Clearing her throat, she prepared to say hi, but just as she opened her mouth, a door down the hall opened and her mother stepped out. A thousand scenarios played out in her head in an instant.

Not one of them ended well.

Almost as if in slow motion, Deva looked left at Revenant. Then right at Blaspheme. There was a smile when Deva saw her. And then her brain caught up with her eyes and she whipped her head back around to Revenant.

Suddenly, Deva stumbled over her own feet as she wheeled toward Blaspheme.

“Run,” she mouthed.

Before Blaspheme could stop her, Deva bolted toward the clinic’s tube station exit.

“Wait!” Blas yelled. She started off after her, but as she and Revenant met at the junction in the hallway, her mom disappeared around a corner.

“What was up with that?” Revenant asked.

Blas could only stand there like an idiot.
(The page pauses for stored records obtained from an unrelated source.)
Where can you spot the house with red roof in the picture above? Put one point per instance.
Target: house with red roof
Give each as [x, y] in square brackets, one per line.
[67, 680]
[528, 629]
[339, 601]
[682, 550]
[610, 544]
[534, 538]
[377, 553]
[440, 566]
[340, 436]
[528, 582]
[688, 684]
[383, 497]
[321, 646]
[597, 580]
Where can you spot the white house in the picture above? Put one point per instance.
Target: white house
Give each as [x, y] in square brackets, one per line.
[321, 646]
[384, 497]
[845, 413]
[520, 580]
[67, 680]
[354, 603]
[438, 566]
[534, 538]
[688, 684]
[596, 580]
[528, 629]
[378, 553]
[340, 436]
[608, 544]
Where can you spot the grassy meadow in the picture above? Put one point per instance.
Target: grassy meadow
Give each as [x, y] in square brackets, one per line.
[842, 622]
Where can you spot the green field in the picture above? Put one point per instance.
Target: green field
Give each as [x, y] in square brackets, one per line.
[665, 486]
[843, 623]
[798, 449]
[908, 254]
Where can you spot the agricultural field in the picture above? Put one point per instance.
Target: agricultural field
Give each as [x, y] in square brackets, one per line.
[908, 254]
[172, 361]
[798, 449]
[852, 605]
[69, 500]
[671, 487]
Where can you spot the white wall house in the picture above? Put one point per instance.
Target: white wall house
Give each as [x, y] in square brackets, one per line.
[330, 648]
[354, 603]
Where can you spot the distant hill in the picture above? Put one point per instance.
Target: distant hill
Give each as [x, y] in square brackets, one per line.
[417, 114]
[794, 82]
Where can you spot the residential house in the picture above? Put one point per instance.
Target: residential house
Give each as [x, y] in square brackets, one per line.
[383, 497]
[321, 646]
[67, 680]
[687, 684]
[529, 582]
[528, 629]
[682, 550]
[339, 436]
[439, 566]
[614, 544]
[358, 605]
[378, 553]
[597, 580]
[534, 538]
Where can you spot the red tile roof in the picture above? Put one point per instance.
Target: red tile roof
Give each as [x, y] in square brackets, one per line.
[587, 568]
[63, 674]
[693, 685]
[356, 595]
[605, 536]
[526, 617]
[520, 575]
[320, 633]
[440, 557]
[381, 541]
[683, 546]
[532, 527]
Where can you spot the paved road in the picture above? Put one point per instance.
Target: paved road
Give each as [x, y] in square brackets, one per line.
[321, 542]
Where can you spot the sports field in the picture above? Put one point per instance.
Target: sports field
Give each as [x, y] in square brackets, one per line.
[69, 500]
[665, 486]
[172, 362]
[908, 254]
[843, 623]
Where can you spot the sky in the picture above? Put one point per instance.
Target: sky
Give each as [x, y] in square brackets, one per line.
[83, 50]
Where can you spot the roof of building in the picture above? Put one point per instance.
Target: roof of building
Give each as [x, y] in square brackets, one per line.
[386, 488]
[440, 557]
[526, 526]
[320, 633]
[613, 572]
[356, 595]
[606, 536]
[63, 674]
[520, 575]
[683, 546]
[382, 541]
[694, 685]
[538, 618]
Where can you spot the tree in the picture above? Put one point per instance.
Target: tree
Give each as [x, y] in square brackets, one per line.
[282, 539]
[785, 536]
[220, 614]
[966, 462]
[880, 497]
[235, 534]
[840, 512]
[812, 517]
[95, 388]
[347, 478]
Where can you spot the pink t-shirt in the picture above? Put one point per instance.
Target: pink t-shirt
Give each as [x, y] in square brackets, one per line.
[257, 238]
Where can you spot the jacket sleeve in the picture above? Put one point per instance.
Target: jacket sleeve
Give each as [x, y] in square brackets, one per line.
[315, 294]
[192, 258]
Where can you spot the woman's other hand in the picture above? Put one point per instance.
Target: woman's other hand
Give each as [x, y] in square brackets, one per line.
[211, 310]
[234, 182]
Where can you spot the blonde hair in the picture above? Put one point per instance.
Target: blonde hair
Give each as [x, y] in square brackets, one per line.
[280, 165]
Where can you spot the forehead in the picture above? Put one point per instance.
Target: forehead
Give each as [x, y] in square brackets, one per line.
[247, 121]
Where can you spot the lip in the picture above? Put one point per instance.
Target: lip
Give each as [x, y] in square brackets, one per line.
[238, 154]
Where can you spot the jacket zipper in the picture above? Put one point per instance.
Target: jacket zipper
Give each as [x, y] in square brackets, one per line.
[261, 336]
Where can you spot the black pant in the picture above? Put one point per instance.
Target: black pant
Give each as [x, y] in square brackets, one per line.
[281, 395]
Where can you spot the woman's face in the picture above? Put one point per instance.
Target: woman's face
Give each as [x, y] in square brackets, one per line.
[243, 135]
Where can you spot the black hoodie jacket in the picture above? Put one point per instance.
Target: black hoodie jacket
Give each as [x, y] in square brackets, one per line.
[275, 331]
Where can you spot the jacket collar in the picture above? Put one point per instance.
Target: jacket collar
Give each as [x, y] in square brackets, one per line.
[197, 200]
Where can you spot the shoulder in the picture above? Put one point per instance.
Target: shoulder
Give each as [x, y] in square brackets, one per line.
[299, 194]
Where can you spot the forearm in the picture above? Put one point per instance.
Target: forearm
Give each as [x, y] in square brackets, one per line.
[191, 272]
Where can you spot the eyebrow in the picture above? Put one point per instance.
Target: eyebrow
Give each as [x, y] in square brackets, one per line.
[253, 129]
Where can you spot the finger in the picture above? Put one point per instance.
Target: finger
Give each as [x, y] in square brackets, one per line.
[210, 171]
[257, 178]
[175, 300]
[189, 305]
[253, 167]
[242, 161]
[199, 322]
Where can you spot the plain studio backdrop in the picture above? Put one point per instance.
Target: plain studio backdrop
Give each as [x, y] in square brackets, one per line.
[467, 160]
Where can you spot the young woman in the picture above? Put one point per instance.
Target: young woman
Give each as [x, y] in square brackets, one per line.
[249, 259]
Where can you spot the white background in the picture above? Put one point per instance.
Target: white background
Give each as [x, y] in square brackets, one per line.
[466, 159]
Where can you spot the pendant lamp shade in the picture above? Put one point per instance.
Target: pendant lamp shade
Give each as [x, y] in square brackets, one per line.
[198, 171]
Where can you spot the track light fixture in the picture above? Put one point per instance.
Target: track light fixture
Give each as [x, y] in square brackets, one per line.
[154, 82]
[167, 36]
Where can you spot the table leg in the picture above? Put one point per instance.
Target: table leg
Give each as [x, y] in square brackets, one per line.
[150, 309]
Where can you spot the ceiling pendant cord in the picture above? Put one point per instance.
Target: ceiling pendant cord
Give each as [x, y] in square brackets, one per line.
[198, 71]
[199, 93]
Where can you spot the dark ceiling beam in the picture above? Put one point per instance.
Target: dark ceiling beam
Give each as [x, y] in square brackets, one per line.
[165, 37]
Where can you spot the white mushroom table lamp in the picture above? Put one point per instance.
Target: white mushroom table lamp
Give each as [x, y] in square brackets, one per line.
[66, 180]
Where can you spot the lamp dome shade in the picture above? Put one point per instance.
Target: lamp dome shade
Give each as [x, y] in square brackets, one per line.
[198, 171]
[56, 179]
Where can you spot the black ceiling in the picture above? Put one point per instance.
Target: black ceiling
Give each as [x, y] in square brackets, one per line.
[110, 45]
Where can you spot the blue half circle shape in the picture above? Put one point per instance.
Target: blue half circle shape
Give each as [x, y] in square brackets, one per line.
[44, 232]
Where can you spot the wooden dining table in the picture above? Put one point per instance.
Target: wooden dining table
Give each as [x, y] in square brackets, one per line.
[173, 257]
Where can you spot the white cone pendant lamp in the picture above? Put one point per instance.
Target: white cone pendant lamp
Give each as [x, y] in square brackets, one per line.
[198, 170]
Showing too much interest would arouse suspicion. “I guess she wanted to go home.”

“It was that fallen angel I saw before.” His luscious lips dipped in a deep frown. “She looked familiar. What’s her name?”

Her mother had changed her name every few years, but if she truly looked familiar to Revenant, Blaspheme didn’t want to offer up any of her names.

“I can’t tell you that. Doctor-patient confidentiality,” she said, happy to invoke human standards of care when the situation called for it. “But I don’t know why she’d look familiar to you. Maybe it’s part of your memory thing?”

“Maybe.” He didn’t look convinced. “Maybe I banged her before.”

Oh, Christ. Blaspheme so did not want to go there. The idea that she and her mother had screwed the same guy was too disgusting to entertain.

“Gosh, I can’t wait until you start talking about me like that. Some nameless chick you banged.”

His head whipped around, and although she couldn’t see his eyes, she felt their intensity as he stared at her. “I would never speak of you like that,” he vowed darkly. “And I will never forget your name.”

Okay, then. Talk about knocking someone breathless. Blaspheme struggled to inhale without sounding like she’d run a marathon. No male had ever spoken to her like that before, as if she mattered. False Angels were what most demons considered a “great to date but not to mate” species, so males were rarely in it for the long run. Unless, of course, they’d been seduced and enchanted. When that happened, all their pretty words meant nothing.

She got the feeling that what Revenant had just said meant the world.

“Good to know,” she said with a casualness she didn’t feel. Needing to do something – anything – other than stand awkwardly in the hallway, she started toward her office. Hopefully her mother would call soon to let Blas know she was all right. “Why are you here, anyway?”